ADAMH is working with community partners to install emergency overdose kits called NaloxBoxes in easily accessible and public-facing locations. Each kit contains two doses of naloxone, CPR masks and instructions on how to administer the medication. Training and ongoing maintenance of the boxes are provided through ADAMH providers, CompDrug and Southeast Healthcare. The project is funded through State Opioid Response dollars provided through the Ohio Department of Mental Health and Addiction Services. To inquire about a NaloxBox installation, contact McKayla Elliott at email@example.com.

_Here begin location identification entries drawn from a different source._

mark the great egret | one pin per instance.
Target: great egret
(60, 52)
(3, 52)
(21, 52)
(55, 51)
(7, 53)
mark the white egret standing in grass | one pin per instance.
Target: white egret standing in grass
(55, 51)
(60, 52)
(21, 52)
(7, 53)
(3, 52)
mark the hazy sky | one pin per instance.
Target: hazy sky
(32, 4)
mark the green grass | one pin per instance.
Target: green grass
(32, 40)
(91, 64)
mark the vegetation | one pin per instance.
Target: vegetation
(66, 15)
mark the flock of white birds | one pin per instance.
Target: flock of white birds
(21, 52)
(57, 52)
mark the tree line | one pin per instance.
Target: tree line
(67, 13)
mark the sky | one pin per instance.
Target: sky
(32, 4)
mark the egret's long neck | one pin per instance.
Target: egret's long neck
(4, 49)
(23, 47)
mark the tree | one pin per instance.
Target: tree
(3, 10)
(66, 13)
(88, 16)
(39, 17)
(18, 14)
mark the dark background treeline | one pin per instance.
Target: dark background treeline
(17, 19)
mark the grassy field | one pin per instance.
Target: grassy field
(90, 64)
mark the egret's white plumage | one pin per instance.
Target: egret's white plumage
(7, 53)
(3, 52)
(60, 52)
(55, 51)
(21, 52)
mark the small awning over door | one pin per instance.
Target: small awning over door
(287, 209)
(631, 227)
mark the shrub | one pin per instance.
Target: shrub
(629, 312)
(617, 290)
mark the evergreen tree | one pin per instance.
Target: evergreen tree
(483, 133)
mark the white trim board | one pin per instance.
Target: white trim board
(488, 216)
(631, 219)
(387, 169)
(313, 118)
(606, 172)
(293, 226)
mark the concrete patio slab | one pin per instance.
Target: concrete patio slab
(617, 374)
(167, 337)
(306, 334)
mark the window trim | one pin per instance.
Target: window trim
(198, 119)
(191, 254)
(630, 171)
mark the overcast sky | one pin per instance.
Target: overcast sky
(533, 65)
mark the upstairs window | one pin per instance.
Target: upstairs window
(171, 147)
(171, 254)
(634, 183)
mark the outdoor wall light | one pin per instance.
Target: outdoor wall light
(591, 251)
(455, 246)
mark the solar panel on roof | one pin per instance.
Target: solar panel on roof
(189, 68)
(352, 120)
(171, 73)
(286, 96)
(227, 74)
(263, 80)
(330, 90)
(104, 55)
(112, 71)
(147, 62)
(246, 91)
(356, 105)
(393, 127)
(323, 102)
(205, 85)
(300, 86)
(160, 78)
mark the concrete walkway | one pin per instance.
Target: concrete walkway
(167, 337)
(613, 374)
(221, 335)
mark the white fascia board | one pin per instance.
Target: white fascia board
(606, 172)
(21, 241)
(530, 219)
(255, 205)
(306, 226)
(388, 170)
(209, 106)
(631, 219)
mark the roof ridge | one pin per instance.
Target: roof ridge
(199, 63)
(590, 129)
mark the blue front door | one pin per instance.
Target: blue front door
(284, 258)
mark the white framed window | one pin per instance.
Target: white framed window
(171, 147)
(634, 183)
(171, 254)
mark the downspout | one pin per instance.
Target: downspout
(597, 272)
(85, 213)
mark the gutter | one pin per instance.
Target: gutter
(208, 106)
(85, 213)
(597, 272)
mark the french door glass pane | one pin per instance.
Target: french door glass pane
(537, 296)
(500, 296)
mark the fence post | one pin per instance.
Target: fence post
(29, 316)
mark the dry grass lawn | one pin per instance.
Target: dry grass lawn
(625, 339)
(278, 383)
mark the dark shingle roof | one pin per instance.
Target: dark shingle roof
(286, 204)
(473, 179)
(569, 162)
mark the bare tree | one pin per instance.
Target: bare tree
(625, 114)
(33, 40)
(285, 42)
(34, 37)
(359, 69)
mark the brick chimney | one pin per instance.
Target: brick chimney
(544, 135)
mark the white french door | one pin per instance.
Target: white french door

NaloxBoxes can be hung on the wall near other emergency equipment, such as fire extinguishers and defibrillators.
What is Naloxone?
Naloxone is a medication approved by the Food and Drug Administration (FDA) designed to rapidly reverse opioid overdose. It is an opioid antagonist—meaning that it binds to opioid receptors and can reverse and block the effects of opioids, such as such as heroin, morphine and oxycodone. Naloxone can quickly restore normal breathing to a person if their breathing has slowed or stopped because of an opioid overdose. Administered when a patient is showing signs of opioid overdose, naloxone is a temporary treatment and its effects do not last long. Therefore, it is critical to obtain medical intervention as soon as possible after administering/receiving naloxone.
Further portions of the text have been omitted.